0
votes

Reference the discussion in this link:

What is the algorithm to compute the Amazon-S3 Etag for a file larger than 5GB?

The steps to recreate the MD5 hash is to 1) concatenate the md5 hashes for each upload part, 2) convert the concatenated hash into binary, 3) get the md5 hash of the binary, then 4) add the hyphen and number of parts to the hash. That all sounds easy enough, but where I'm struggling is in step 3. To get the hash of the binary I need to convert the string into a byte array. To get the byte array I need to know what encoding format to use. That's the part I'm missing. Do I use ASCII, UTF8, Unicode, BigEndian, something else?

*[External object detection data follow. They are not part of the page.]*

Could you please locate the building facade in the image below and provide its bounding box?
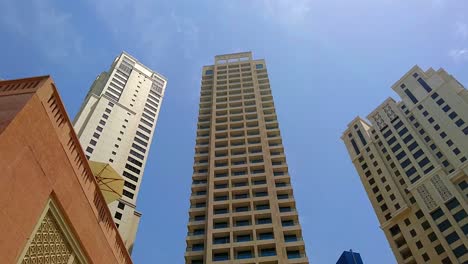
[336,250,364,264]
[342,66,468,264]
[74,52,167,252]
[185,52,308,264]
[0,76,132,264]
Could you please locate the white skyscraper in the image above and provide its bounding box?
[74,52,167,252]
[342,66,468,264]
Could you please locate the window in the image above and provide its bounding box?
[260,248,276,257]
[132,143,146,153]
[445,231,460,244]
[236,250,253,259]
[405,89,418,104]
[431,208,444,221]
[122,171,138,182]
[114,212,122,220]
[129,149,145,160]
[125,163,140,174]
[434,244,445,255]
[122,190,134,199]
[453,245,467,258]
[258,232,274,240]
[213,252,229,261]
[418,78,432,93]
[449,111,458,119]
[236,235,252,242]
[455,119,465,127]
[427,232,437,242]
[138,125,151,134]
[286,250,301,259]
[437,220,452,232]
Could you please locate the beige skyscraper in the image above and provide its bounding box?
[342,66,468,264]
[185,52,308,264]
[74,52,166,252]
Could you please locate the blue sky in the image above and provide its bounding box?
[0,0,468,264]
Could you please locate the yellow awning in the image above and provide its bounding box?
[89,160,124,204]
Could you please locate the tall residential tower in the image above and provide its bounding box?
[342,66,468,264]
[185,52,308,264]
[74,52,167,252]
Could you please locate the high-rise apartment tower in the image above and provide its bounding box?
[74,52,167,252]
[185,52,308,264]
[342,66,468,264]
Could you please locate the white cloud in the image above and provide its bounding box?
[449,48,468,61]
[257,0,312,26]
[432,0,445,7]
[0,0,82,61]
[89,0,199,59]
[455,22,468,39]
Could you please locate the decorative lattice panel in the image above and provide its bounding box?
[417,185,437,210]
[431,175,453,202]
[22,211,73,264]
[384,105,397,120]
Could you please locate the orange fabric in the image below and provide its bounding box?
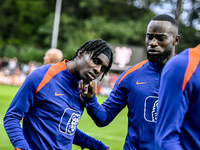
[35,59,68,94]
[182,44,200,91]
[118,60,148,85]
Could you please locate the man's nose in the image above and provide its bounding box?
[94,65,101,75]
[149,38,158,46]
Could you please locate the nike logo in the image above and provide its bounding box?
[136,81,147,85]
[55,92,65,96]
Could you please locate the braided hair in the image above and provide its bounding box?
[70,39,113,80]
[151,14,178,28]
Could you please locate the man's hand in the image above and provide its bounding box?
[79,81,95,98]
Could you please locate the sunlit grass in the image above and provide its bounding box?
[0,85,127,150]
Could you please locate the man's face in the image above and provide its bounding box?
[145,20,177,64]
[43,51,51,64]
[76,53,110,83]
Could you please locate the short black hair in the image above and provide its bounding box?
[70,39,113,79]
[151,14,178,28]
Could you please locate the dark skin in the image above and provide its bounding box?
[145,20,180,65]
[79,20,180,98]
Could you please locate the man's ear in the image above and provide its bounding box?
[173,35,181,45]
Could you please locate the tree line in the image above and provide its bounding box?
[0,0,200,63]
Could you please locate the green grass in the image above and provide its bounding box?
[0,85,128,150]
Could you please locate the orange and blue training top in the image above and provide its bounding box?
[4,60,107,150]
[84,60,162,150]
[155,44,200,150]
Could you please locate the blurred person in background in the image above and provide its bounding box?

I've tried using the four formats above and none have produced the correct hash. I just can't seem to figure this one out. The code I'm using is:

CompleteMultipartUploadResponse compResp = new CompleteMultipartUploadResponse();
CompleteMultipartUploadRequest compReq = new CompleteMultipartUploadRequest();
string requestETagHash = "";

compResp = client.CompleteMultipartUpload(compReq);
string compETag = compResp.ETag;                                            
foreach (PartETag s in compReq.PartETags)
{
    requestETagHash += s.ETag.Replace('\"', ' ').Trim().Split('-').First();
}

StringBuilder sb = new StringBuilder();
foreach (char c in requestETagHash)
{
    try
    {
         sb.AppendFormat(Convert.ToString(Convert.ToInt16(c.ToString(), 16), 2).PadLeft(4, '0'));
    }
    catch (Exception ex)
    {
        MessageBox.Show("Hash error:\n\n" + ex.Message);
    }
}
//What encoding is used in this line?
byte[] b = System.Text.Encoding.UTF8.GetBytes(sb.ToString());

byte[] data = md5Hash.ComputeHash(b, 0, b.Length);

StringBuilder sBuilder = new StringBuilder();
for (int i = 0; i < data.Length; i++)
{
    sBuilder.Append(data[i].ToString("x2"));
}

Any in solving this would be appreciated.

1
How are you uploading the actual data? It's not clear where text comes in here at all.Jon Skeet
Note from the question you linked to: "Since MD5 checksums are hex representations of binary data, just make sure you take the MD5 of the decoded binary concatenation"Jon Skeet
Basically it sounds like you're doing this too late - you should be computing each MD5 hash as a byte[], then a) concatentating those byte[] hashes together (so you can hash the result again); b) converting each hash into hex for the etag.Jon Skeet
Thanks, Jon. I was going to comment the code to make it more clear what is happening where, but can't seem to figure out how to do that. Regarding the note you quoted, that is what is tripping me up, and why I was converting the hash (which is hex) to binary. There's a piece in there that I'm not getting.user1750310
The hash doesn't start out as hex. You haven't shown the code that computes the hash of your data to start with. (You seem to be making the request right near the start, which is very odd to begin with... normally you'd do this before making the request, wouldn't you?)Jon Skeet

1 Answers

0
votes

Problem solved. Thank you, Jon! Your comment about my getting the hash late got me thinking about where to find the hash's byte array vs. the hex value I was using. I modified my code to get and concatenate the hash byte array immediately after uploading each file part. Then, after receiving the CompleteMultiPartUploadResponse response, I hash that concatenated array, and voila, I get the same hash as the eTag returned from S3 for the completed upload.